– Я пока еще плохо представляю, зачем мне это. Ты езжай пока. А я подумаю.

– А может, ты бросишь эту затею, а сынок? – сочувственно сказал возчик. – Мало что ли девушек на свете? Свет клином сошелся на ней? Зачем тебе такой тесть сдался. Если сейчас такие условия ставит, то, что потом будет? Со свету сживет.

– Ты мне напомнил одну библейскую историю, – заметил Егор. – Там жених семь лет в рабстве провел у своего тестя. Так что в твоих словах есть рациональное зерно, но что делать, сердцу не прикажешь, – вымолвив это, Егор погрузился в свои мысли. А старик, видя его озабоченное лицо оставил его в покое.

Константинополь

И мы оставим его в этом раздумье и вернемся к Али, заключенному в камеру обскура. Правда темница была, можно сказать, со всеми удобствами. И даже одиночество его скрашивала компания, которой он не искал. Сия компания сама нашла его. Буквально ждала своего часа и дождалась. А может, даже сама все устроила.
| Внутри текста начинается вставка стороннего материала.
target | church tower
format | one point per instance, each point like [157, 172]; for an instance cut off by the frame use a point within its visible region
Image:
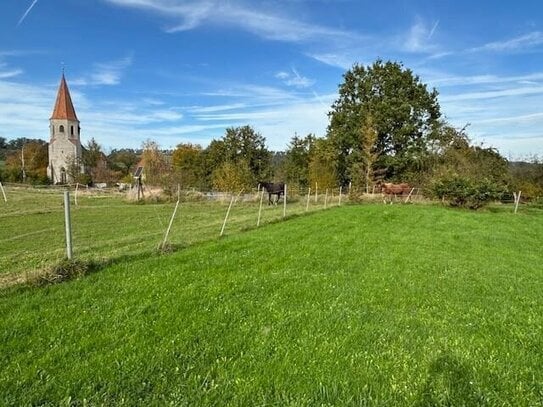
[64, 143]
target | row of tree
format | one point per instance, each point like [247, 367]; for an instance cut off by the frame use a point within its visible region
[385, 124]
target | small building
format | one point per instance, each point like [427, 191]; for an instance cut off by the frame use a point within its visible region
[65, 153]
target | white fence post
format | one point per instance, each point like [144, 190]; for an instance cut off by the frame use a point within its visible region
[68, 224]
[227, 213]
[3, 192]
[517, 201]
[260, 207]
[285, 202]
[75, 195]
[170, 224]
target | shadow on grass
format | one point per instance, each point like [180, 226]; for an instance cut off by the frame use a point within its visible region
[449, 383]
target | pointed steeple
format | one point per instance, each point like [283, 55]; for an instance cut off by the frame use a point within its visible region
[64, 108]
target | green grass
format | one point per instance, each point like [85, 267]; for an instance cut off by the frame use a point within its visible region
[360, 305]
[107, 227]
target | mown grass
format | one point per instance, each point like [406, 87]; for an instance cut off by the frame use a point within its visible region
[360, 305]
[107, 227]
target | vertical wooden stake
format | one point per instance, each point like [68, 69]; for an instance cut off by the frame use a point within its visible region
[170, 225]
[409, 196]
[260, 207]
[517, 201]
[227, 213]
[3, 192]
[68, 224]
[285, 202]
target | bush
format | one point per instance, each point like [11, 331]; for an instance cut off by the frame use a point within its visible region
[64, 270]
[466, 192]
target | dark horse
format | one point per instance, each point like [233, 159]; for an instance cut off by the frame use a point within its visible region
[277, 188]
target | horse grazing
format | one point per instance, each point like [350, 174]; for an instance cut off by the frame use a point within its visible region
[394, 190]
[276, 189]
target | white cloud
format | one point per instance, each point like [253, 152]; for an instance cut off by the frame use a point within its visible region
[10, 73]
[105, 73]
[293, 78]
[266, 23]
[523, 42]
[27, 12]
[419, 37]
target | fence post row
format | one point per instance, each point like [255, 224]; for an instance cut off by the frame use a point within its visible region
[3, 192]
[68, 224]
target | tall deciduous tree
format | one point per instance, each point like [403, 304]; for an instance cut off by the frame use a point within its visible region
[154, 163]
[322, 165]
[187, 160]
[297, 160]
[239, 144]
[404, 114]
[123, 160]
[28, 162]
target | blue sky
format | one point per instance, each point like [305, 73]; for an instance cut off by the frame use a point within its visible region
[183, 71]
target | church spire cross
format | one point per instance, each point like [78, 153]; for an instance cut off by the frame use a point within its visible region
[64, 108]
Сказано же, что некая сила всегда пребывает настороже, чтобы облегчить путь, ведущий тебя к погибели. Лишь только Али подумал об этом, как услышал следующее.

– Только вот этого не надо, – возразил Иблис, – я, как говорится, хулу и лесть приемлю равнодушно, но напраслины возводить на себя не позволю. Я тебя сюда не звал и не подталкивал. Взалкал, так и скажи.

– Неправда, – в свою очередь возразил Али, – ты меня знаешь, я к деньгам равнодушен. Так обстоятельства сложились. Мне это не нужно было. Я открыл собственное дело в Ленкорани, юридическую контору. Пошли клиенты. Но по закону подлости, как только я становлюсь на стезю юриспруденции, вмешивается какая-нибудь семейная пара, и все летит к черту.

– Я же просил!

– Извини, к Иблису.

– Нет, нет. Вообще. Я к этому не хочу иметь никакого отношения. И вот еще что. Я тебя совсем не знаю.

– Понятно дело, иначе, чтобы ты здесь делал. Но хочу предупредить, что тебе меня не сбить с пути истины.

– Не бросайся словами, – заметил Иблис, – путь – он предопределен. С него нельзя сбиться. Ты идешь туда, куда должен прийти.

– А-а, так ты из этих, из кадаритов.

– Ты не прав. Не мельчи в отношении меня, я слишком велик для одного религиозного течения.

– Но, если ты тоже склоняешься к этому взгляду на положение вещей, скажи, почему умерли моя жена и мой ребенок?

– Не я знаю, – ответил Иблис, – знает Бог.

– Тогда скажи, почему я не встретил их в раю. Я был там.

– Почему ты меня спрашиваешь? Надо было спросить у того, кто тебя туда доставлял.

– Не догадался, – мрачно ответил Али. – Ладно, где мое вино. Выпьем, что ли.

– Но мы же на прогулке, какое вино. Неприемлемо хлестать вино на ходу, – укоризненно сказал Иблис.

– А, может, ты организуешь что-нибудь вроде ковра самолета. Мы будем лететь и выпивать.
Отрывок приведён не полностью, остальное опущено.